How to Avoid Buying a Lemon: Our Top 7 Used Car Buying Tips

There’s always a chance that a pre-owned car has some mechanical defect that can cause consistent problems while driving. Such a car will cost you a lot in terms of time and money. So when shopping for a used car, every buyer should know what to do to avoid getting stuck with a lemon. Here are our top tips:

Do Your Homework

Get onto reliable auto websites and find out which makes and models are the most reliable, safe and have the best track record in the segment you’re looking for. This will give you which car companies manufacture cars that can be run for over seven years with no major problems.

Check the Car History

If you’ve already visited some dealerships that have a few cars you like, get their vehicle numbers and gain access to their service history online by paying a small fee. This will reveal any accident history, history of services, nature of each service, etc. Repairs and especially repeated repairs done on main parts such as the engine, suspension and brakes means that you should avoid buying that car.

Inspect the Car

Visit the dealership in the daytime and scrutinize the car’s paintwork, body condition, tires, exhaust pipes, etc., to get a feel of how well the car has been maintained. Example: A car with bald tires may mean excessive use and could imply internal wear and tear in addition to needing new tires.  

Do An Independent Inspection

If possible, drive the car down to an independent auto garage and have them inspect the car. Their trained eyes will be able to tell whether the car has been in any major accidents or if the car is in need of any mechanical repairs. They should also be able to give you an estimate of what the car is worth.

Check the Buyer’s Guide

Dealers are required include a buyer’s guide to the car that lists its history, work done on the car by the dealer, warranty coverage and more. This document is what the law mandates and should be adhered to. So if a buyer guide says that the car has a warranty, it should be given regardless of what the sale deed states.

Test Drive the Car

Once you’ve done all of the above research, take the car out for a test drive. Put the car through some tough driving to check for any squeaks or sounds that are out of the ordinary. Observe the stability, braking and overall feel of the car.

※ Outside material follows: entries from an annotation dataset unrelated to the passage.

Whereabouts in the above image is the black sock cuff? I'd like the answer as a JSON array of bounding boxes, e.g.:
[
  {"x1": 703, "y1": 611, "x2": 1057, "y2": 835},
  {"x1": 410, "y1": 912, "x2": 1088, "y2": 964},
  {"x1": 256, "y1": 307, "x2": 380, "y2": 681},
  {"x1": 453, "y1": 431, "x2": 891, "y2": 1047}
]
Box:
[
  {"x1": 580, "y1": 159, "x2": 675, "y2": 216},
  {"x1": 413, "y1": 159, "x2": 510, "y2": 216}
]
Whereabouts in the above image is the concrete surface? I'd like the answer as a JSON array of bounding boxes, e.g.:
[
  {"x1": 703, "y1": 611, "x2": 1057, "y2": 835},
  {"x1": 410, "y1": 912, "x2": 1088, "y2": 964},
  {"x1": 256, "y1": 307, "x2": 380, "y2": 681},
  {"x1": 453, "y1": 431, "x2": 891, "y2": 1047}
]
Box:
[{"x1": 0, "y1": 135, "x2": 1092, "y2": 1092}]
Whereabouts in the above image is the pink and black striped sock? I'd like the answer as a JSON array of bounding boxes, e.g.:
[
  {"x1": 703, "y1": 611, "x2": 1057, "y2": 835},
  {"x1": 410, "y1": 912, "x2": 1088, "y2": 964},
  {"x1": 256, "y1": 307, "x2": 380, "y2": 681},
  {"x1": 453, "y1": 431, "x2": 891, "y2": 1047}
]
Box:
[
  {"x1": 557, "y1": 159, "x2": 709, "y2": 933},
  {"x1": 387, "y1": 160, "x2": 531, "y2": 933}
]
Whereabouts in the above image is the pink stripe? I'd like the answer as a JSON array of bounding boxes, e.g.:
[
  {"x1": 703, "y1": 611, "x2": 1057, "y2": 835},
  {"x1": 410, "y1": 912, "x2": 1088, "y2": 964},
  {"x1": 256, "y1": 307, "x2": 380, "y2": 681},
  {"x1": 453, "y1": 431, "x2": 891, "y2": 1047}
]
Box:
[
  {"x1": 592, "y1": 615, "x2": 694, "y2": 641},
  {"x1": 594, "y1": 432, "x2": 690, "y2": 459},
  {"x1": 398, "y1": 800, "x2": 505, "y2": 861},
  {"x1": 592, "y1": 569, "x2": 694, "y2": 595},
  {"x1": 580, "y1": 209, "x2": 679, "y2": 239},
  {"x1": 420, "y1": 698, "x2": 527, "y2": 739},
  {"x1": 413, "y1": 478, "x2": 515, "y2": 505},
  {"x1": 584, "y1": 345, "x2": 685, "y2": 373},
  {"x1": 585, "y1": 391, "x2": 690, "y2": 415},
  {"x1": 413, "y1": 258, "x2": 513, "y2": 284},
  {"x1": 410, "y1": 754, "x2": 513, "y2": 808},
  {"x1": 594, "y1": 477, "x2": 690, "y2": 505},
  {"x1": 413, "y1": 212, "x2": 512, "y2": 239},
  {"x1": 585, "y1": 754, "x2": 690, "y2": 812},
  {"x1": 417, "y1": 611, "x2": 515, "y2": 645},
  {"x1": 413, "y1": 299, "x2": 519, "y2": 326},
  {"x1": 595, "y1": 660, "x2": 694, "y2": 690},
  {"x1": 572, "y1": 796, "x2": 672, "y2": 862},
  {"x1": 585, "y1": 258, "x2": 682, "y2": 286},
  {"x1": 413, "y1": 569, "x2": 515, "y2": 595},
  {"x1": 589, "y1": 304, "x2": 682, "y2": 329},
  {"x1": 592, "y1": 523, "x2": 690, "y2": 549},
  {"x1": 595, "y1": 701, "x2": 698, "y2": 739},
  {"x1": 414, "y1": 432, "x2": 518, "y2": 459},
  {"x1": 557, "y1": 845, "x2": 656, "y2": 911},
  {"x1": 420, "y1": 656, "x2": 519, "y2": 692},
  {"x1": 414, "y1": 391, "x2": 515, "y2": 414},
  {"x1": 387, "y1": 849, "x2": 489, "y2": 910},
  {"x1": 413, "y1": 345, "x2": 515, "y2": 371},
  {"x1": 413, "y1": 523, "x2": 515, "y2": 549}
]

If the car seems to be struggling, dies midway, the air conditioning stops functioning or any other malfunction occurs, remember to steer clear of the vehicle no matter what kind of special offer you’re given by the dealer.

Check for Model Recalls

Sometimes dealers don’t tell you about recalls announced for certain parts in a model. So check for such announcements online. If there have been any manufacturer recalls, check to see if they have been rectified. If not, the dealer or car maker is obliged to rectify the issue regardless of how long ago the recall was announced.

When buying your used car, remember to stay vigilant and avoid buying a lemon!